Americans will never cease to honor the memory of the Polish patriot, Thaddeus Kosciusko (kos si us' ko). In his early manhood he was one of the noble band of liberty-loving foreigners, who came to the United States and aided the American patriots in their struggle for independence.
Kosciusko was born in Poland in 1746. After a long and thorough course of study in the best military schools of Europe, he was appointed a captain in the Polish army. When the American revolution began, he determined to take part in it. He came to the United States and sought General Washington, who was commander-in-chief of the American army.
"General," he said, when he stood before Washington, "I have come to offer myself as a volunteer to fight for American independence."
"You are heartily welcome, captain," replied Washington, warmly shaking the hand of Kosciusko. "The patriot cause has need of the services of every one who is willing to aid it. What can you do?"
"Try me," said Kosciusko modestly.
Washington smiled. "I will try you, captain," he said cordially, "and I do not doubt that you will perform valuable service."
Kosciusko was appointed colonel of engineers, and soon showed by his skill in constructing fortifications that he could, indeed, render valuable service to the American army. He was subsequently made one of Washington's staff officers, and served with the great commander for some time.
"Never have I known better or more faithful service from any one," said Washington once when speaking of Kosciusko's work as a staff officer. "He was prompt, diligent, full of enthusiasm, while at the same time he was a man of large education and accomplishments. I regarded him almost as a younger brother, and trusted him with my most important plans."
Toward the close of the war, Kosciusko was honored with the public thanks of the Continental Congress for his gallant deeds. He was appointed brigadier general, and for some months commanded a large force of the American army.
When the revolution ended, Kosciusko went back to Poland, proud to have taken part in the patriotic struggle. His countrymen welcomed him home with enthusiasm; and later he was made major general in the Polish army.
In 1791, the Poles were forced to resist an invasion of their country by the Russians and Prussians. Kosciusko took part in the war, and on two occasions by skillful management saved the Polish force from entire destruction.
At the battle of Dubienka, with only about four thousand men, he kept at bay a Russian army of twenty thousand, and finally made his retreat without great loss. The Poles were generally out-numbered by the Russians and they fought gallantly; but they were completely over-powered. Russia and Prussia both annexed large parts of Poland.
This annexation is known as the second partition of Poland. The first partition had taken place twenty years before, when Austria, Russia, and Prussia each took parts of the little kingdom.
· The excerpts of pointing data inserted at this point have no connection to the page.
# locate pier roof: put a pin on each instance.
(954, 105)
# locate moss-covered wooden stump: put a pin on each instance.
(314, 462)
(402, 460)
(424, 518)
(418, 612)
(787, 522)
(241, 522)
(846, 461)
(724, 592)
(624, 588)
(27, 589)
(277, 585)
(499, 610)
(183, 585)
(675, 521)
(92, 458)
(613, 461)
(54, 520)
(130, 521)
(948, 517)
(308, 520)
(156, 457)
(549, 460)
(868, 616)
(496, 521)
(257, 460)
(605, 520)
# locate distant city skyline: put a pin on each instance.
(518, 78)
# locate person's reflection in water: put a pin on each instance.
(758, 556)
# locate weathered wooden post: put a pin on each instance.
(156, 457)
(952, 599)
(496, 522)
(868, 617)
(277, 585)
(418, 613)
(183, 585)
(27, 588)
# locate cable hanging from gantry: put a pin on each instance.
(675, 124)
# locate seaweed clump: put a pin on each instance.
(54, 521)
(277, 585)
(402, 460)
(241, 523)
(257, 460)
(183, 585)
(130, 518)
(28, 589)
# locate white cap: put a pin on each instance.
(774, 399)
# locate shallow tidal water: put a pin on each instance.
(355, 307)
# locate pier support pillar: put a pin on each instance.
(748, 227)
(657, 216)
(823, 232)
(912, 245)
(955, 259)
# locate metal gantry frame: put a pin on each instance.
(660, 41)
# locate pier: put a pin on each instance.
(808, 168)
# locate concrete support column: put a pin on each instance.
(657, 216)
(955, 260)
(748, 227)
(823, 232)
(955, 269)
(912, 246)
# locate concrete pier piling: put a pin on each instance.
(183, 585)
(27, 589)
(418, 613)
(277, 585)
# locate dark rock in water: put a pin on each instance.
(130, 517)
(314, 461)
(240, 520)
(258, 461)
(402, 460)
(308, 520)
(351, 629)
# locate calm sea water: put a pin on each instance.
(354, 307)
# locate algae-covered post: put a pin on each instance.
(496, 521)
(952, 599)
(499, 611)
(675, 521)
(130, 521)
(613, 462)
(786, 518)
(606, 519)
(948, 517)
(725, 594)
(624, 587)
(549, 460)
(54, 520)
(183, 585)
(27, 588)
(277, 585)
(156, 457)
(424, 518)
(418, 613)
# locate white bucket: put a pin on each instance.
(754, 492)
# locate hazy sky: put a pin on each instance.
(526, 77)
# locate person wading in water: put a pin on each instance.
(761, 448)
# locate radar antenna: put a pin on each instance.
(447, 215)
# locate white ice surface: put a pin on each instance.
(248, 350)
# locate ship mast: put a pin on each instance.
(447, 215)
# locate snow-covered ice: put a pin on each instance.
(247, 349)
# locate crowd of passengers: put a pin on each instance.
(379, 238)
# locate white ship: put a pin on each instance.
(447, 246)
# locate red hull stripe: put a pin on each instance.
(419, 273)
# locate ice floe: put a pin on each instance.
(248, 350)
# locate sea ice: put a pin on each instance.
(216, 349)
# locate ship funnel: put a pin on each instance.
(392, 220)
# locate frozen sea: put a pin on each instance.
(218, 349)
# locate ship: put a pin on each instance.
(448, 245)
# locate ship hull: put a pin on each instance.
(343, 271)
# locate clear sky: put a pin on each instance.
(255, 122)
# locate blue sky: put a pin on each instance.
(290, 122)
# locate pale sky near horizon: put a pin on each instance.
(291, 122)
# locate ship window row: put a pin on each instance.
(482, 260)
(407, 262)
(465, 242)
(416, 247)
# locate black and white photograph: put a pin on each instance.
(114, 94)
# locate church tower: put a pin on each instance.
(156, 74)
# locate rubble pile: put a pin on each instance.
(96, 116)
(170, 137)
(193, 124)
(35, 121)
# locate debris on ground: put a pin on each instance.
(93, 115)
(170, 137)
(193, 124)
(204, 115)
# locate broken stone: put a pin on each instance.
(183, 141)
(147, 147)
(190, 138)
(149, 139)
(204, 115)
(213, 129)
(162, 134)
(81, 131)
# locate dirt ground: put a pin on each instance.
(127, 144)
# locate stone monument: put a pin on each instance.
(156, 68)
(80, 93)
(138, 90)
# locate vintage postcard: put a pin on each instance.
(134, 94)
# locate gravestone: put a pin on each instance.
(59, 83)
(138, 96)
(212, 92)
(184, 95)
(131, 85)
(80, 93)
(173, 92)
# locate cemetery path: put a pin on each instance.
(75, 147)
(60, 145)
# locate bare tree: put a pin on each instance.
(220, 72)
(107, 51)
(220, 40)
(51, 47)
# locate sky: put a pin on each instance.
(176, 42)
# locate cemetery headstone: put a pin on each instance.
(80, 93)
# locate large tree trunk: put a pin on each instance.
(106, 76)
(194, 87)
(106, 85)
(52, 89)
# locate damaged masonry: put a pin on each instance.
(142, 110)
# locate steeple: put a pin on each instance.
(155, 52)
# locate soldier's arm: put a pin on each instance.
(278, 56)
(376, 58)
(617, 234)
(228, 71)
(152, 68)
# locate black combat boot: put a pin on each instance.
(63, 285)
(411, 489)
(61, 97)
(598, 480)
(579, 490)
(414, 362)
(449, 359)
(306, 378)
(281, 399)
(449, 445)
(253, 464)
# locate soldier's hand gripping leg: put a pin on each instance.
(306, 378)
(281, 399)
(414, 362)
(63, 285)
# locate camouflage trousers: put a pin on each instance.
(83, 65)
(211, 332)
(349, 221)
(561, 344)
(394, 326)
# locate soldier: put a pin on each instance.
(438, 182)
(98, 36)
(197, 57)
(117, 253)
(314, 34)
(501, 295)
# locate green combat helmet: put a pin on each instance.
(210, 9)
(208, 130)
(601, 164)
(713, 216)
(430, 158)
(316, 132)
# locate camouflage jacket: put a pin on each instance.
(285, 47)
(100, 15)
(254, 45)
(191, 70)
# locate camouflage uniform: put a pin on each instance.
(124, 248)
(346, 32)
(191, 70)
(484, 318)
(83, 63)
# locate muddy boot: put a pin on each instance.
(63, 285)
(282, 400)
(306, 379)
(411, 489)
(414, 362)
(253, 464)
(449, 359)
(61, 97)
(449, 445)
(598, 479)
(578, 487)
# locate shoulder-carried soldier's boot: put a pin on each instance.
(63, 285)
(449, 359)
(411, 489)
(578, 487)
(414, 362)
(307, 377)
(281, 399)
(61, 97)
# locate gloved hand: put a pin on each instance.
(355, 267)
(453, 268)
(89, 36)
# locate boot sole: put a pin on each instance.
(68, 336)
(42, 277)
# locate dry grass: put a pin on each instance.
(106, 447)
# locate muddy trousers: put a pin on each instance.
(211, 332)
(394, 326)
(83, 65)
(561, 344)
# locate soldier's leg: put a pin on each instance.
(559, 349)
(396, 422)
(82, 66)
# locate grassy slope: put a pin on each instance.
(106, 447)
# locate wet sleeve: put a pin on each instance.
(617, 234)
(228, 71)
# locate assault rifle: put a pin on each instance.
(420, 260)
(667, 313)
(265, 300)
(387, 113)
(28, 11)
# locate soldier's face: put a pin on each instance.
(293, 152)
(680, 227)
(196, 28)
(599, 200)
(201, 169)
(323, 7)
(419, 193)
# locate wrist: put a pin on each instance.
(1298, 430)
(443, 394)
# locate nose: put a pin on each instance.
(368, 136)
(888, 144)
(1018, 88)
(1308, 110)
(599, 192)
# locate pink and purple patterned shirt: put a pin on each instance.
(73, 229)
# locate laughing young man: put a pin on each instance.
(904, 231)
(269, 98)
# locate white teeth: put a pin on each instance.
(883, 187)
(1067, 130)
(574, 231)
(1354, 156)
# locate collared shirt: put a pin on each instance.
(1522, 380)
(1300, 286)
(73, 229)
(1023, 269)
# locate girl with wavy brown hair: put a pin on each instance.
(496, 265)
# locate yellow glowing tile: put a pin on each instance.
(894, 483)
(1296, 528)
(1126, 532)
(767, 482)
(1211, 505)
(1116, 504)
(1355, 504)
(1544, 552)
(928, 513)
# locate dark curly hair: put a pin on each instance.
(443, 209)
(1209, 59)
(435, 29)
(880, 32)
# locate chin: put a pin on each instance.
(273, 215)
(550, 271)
In 1794 the Poles were so angry at the loss of their country that they took up arms once more.
Kosciusko at Raclawice
A revolt was secretly planned, and on a certain day in the spring of 1794, Kosciusko suddenly appeared in the city of Cracow.
"The Russians must be driven from Poland; they must not rule our fair land," said Kosciusko to those of his countrymen who assembled at his call. "We can free ourselves from Russian slavery if we will fight."
The Poles hastily armed themselves, many with nothing but scythes, and advanced to meet the Russian army. After a sharp contest the enemy was driven out of Cracow.
A week later, at Raclawice (rat sla vit' se), a Polish army of five thousand, led by Kosciusko, routed a great force of Russians, and returned triumphantly to Cracow. The rebellion went on for several months with some success.
On October 10, 1794, an immense force of Russians advanced against the Poles. The little army of patriots numbered only four thousand. The Poles were defeated with heavy loss; and Kosciusko, fighting desperately, fell from his horse severely wounded.
He was made prisoner by the Russians, and taken to St. Petersburg, where he suffered a rigorous imprisonment. The Russian general, Suwaroff, captured Warsaw, and the kingdom of Poland came to an end; for now Russia, Prussia and Austria took to themselves all that remained of the Polish territory.
When Kosciusko had been in confinement two years, the czar gave him his liberty. "You are an enemy of Russia;" said the czar to him, "but you have shown great heroism; and I cannot help admiring a brave man."
The czar seeing that Kosciusko had no sword, offered him one.
"I have no need of a sword," said Kosciusko. "I have no country now to defend."
Immediately after his release from the Russian prison, Kosciusko went to England and then came to the United States. The Americans received him with great honor, and Congress gave him a liberal pension for his services in the Revolutionary War.
For some years afterwards he lived in France. Toward the close of his life he made his home in Switzerland, where he engaged in agricultural pursuits.
He died in 1817 in consequence of a fall from a horse.
His body was taken to Cracow and buried in the cathedral near the graves of other Polish patriots.
After the burial, the Polish people brought earth from all the battlefields on which Kosciusko had fought for Poland, and erected, near Cracow, a great mound, one hundred and fifty feet high, in honor of their hero.